By adding decorations to your aquarium you will create a fish friendly environment.  Use rock and driftwood to create tunnels and hiding places for your fish.  You may also want to add artificial plants to the aquarium at this time. If you intend to use live plants it is recommended that you wait roughly one month after your aquarium is running and stocked.  This will allow your aquarium to cycle properly.
  

Adding water


After your aquarium is decorated it is time to add water.  Room temperature water should be used.  Place a large bowl near the bottom of the aquarium.  Begin to fill the aquarium by simply pouring the water into the bowl that has been placed in the aquarium.  The bowl will diffract the stream of water decreasing the turbulence and allowing the majority of gravel and decorations to stay in place. 
Once the aquarium is filled, the water should be treated to remove chlorine and/or chloramines.  Ask your professional what product they recommend for the water in your area.
  

Filters


There are many filter options available to you through your local aquarium professional.  These options include basic filters such as undergravel and sponge filters to power filters and sump filtration units.  Each of these filters was designed for certain applications and/or environmental considerations. Your dealer will be able to recommend the type of filter that will best meet your needs.  Make sure that you read and follow the directions provided by the manufacturer of whatever filter you decide to purchase.
  

Heaters


A heater is recommended for most tropical fish.   Fluctuating temperatures may cause health issues in your aquatic environment.  The majority of tropical fish live well in a temperature ranges between 74 and 80 degrees Fahrenheit.   Ask your advisor for the specific temperature requirements for the fish you have selected.  They should also be able to recommend a brand and size heater for your aquarium.
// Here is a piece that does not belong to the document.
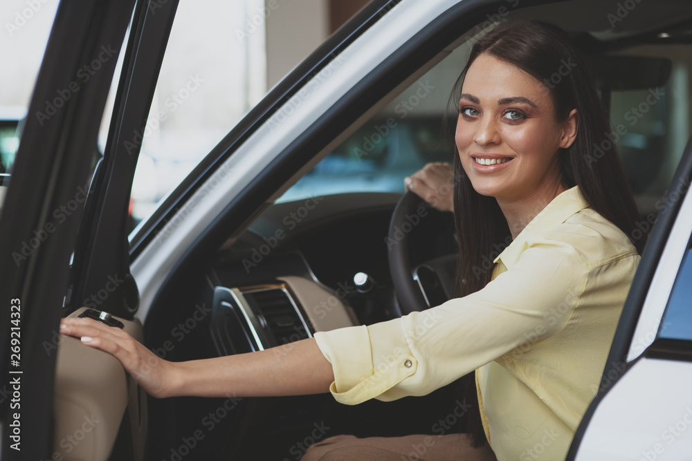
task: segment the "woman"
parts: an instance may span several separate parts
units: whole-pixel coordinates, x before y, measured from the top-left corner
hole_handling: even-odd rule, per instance
[[[628,238],[637,207],[614,147],[591,155],[608,117],[563,32],[500,26],[475,43],[461,78],[453,206],[461,297],[268,350],[181,363],[88,319],[64,319],[63,332],[115,355],[159,397],[330,391],[352,404],[424,395],[476,370],[480,435],[491,449],[482,438],[445,435],[426,442],[423,458],[563,458],[639,260],[644,242]],[[448,209],[448,198],[435,196],[445,174],[428,167],[408,187]],[[510,243],[492,270],[482,268]],[[406,458],[415,437],[333,438],[304,459]]]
A good rule of thumb would be to purchase a heater that has about 5 watts per every gallon of aquarium water.  To help regulate the temperature you should purchase a thermometer.  It should be placed opposite the heater.  This will give you a good indication of water temperature in your aquarium and you can adjust accordingly. 
  

Lighting


A fluorescent full hood is recommended to provide the necessary light for your fish and plants.  It will also help reduce evaporation and will keep your fish from jumping out of the aquarium.   Fluorescent light provides a natural, full-spectrum environment.   Fluorescent lighting is also more energy efficient than incandescent hoods and the bulbs will last longer.  An automatic timer is recommended to turn the lights on and off.  Too much light may cause unwanted algae growth.